The old man produced a fringed scarf patterned in soft blues and beige. “Her ladyship would be entitled to wear this one,” he declared. “No one more so.”

“Oh, Heather doesn’t bother with all that title business,” said her husband with a touch of pride. “She hates for me to tell people about it. Now that she’s in America, she says she wants to be plain old Mrs. Hutcheson. I’ll bring her by.”

“Right. Do that. Oh, look-here comes the MacPhersons’ Maid of the Cat. Wonder what she’s about. Here, doctor, my assistant can take care of the purchase for you. He needs the practice.” Lachlan waved to the couple approaching the stall. “Hello, Moggie!” he called to the bobcat. “Who are your friends here?”

“Hi!” said Elizabeth. “Do you have any tapes by the Duke of Glasgow?”

Lachlan Forsyth looked puzzled. “Dukes again! Tapes, d’ye say? By the Duke of Glasgow?”

Behind Elizabeth, Cameron mouthed, “Bil-ly Con-nol-ly.”

Lachlan grinned. “Oh, aye! Is it him you’re wanting? Lassie, I’m truly sorry. Not many Americans appreciate His Grace, so I don’t carry his work. You come to see me at the Grandfather games next July, and I’ll see what I can do for you.” He turned to Cameron. “You should’ve brought some with you, laddie. Where are you from? Kelvinside, from the look of you.”

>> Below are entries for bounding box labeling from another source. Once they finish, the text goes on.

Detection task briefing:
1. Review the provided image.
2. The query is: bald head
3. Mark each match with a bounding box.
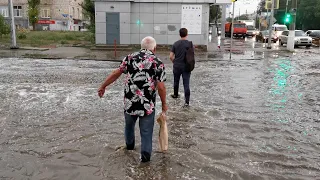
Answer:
[141,36,157,51]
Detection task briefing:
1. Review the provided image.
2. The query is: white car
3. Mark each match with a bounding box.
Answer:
[279,30,312,47]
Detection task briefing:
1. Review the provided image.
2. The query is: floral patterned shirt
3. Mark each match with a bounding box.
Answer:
[119,49,166,116]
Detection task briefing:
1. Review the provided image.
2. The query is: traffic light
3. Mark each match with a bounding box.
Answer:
[284,14,292,24]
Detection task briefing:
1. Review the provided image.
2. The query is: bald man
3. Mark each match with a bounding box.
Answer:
[98,36,168,162]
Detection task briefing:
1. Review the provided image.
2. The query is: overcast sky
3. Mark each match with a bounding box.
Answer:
[227,0,260,17]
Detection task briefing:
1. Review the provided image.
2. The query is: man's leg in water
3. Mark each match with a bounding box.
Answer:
[139,110,155,162]
[124,113,138,150]
[182,72,191,105]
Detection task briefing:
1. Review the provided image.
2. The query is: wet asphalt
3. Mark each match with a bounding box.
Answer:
[0,39,320,180]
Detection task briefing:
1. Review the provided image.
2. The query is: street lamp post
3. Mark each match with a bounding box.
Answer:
[267,0,275,49]
[230,0,236,60]
[8,0,18,49]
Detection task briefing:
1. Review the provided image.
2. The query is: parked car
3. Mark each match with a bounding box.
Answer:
[309,30,320,46]
[256,30,278,43]
[247,26,256,37]
[306,30,320,40]
[272,24,288,39]
[279,30,312,47]
[306,30,319,36]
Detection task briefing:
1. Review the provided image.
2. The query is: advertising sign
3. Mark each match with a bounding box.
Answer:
[38,20,56,24]
[181,5,202,34]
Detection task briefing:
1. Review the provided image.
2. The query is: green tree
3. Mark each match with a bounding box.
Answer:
[0,14,10,38]
[296,0,320,30]
[28,0,40,30]
[209,6,222,23]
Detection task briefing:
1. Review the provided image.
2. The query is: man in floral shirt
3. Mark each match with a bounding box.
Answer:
[98,37,168,162]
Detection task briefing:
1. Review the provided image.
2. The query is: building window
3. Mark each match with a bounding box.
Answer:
[1,9,9,17]
[41,9,50,18]
[13,6,22,17]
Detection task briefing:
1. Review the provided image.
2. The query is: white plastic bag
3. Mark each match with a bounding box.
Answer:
[157,113,168,152]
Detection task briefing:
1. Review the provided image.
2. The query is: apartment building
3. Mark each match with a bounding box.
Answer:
[0,0,28,29]
[0,0,85,31]
[36,0,84,31]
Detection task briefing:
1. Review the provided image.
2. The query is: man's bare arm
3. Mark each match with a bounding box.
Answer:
[98,69,122,97]
[170,52,175,62]
[157,82,168,112]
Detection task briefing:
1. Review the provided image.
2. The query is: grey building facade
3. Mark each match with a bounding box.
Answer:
[95,0,214,45]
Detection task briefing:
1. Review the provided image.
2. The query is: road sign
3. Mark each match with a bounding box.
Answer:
[290,8,297,15]
[264,0,280,10]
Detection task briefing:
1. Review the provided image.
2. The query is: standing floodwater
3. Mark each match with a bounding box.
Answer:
[0,53,320,180]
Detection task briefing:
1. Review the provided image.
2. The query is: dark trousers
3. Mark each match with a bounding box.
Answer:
[173,67,191,104]
[124,111,155,162]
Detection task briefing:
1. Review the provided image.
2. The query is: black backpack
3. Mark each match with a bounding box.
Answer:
[185,41,196,72]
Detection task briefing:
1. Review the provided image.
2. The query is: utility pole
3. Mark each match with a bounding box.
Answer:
[230,1,236,60]
[8,0,18,49]
[287,0,298,51]
[286,0,289,14]
[267,0,275,49]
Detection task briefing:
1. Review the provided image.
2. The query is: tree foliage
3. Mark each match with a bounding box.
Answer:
[209,6,222,22]
[258,0,320,30]
[0,14,10,38]
[28,0,40,30]
[297,0,320,30]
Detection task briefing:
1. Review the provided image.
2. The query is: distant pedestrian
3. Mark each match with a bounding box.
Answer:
[98,36,168,162]
[170,28,194,107]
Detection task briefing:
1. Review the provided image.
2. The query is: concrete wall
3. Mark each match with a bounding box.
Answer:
[95,0,209,45]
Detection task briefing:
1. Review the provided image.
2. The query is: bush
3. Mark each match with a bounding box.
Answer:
[18,33,27,39]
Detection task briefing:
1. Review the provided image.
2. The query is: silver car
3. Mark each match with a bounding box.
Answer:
[279,30,312,47]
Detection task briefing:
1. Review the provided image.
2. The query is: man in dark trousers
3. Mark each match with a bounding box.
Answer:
[170,28,194,107]
[98,36,168,162]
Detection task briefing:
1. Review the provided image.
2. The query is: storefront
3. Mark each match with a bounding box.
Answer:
[95,0,215,46]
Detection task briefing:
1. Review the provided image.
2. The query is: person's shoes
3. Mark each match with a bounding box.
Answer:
[116,145,134,151]
[126,144,134,150]
[183,103,190,108]
[171,94,180,99]
[141,151,151,163]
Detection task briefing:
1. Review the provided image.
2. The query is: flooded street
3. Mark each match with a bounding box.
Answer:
[0,40,320,180]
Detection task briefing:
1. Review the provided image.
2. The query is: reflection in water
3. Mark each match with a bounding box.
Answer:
[0,58,320,180]
[269,59,292,115]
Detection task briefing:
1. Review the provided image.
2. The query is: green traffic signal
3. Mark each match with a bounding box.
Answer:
[284,14,291,24]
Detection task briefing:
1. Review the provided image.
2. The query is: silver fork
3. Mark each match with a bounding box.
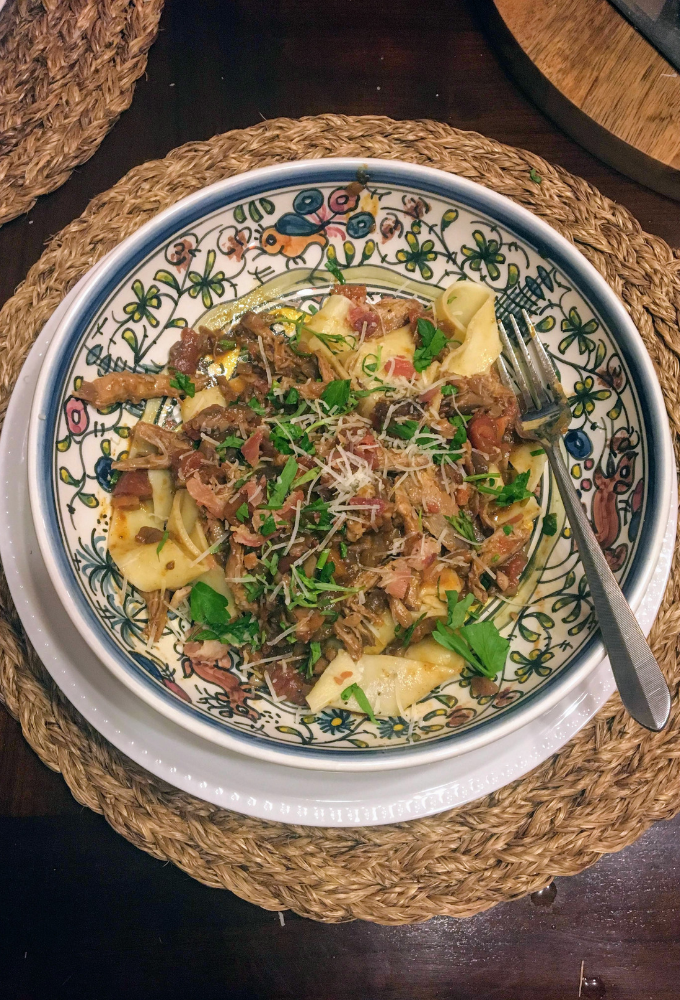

“Edinburgh,” said Cameron.

“Ah, Morningside, then. Just over, are you?”

Lachlan and Cameron began to talk animatedly about the Rangers. Elizabeth, deciding that she wasn’t interested in British military matters, began to look at the stall displays when she noticed the man at her side.

“Dr. Hutcheson!” she cried. “I’m so glad to see you. It’s been ages! I’m Elizabeth MacPherson, remember?”

“Ah, yes! The little girl who used to be so crazy about border collies. I see you’re still fond of livestock.” He nodded toward Cluny.

“Yes. He’s the Chattan mascot. I’ll leave him with my cousin when I go to see the collies. Is Marge out with them or back at the camper?”

Dr. Hutcheson reddened. “I guess most people here haven’t heard. Marge and I are no longer married.” Seeing Elizabeth’s look of astonishment, he hurried on. “We-ah-came to a parting of the ways about a year ago, and I’ve remarried. Is that your husband?” he asked, glancing at Cameron.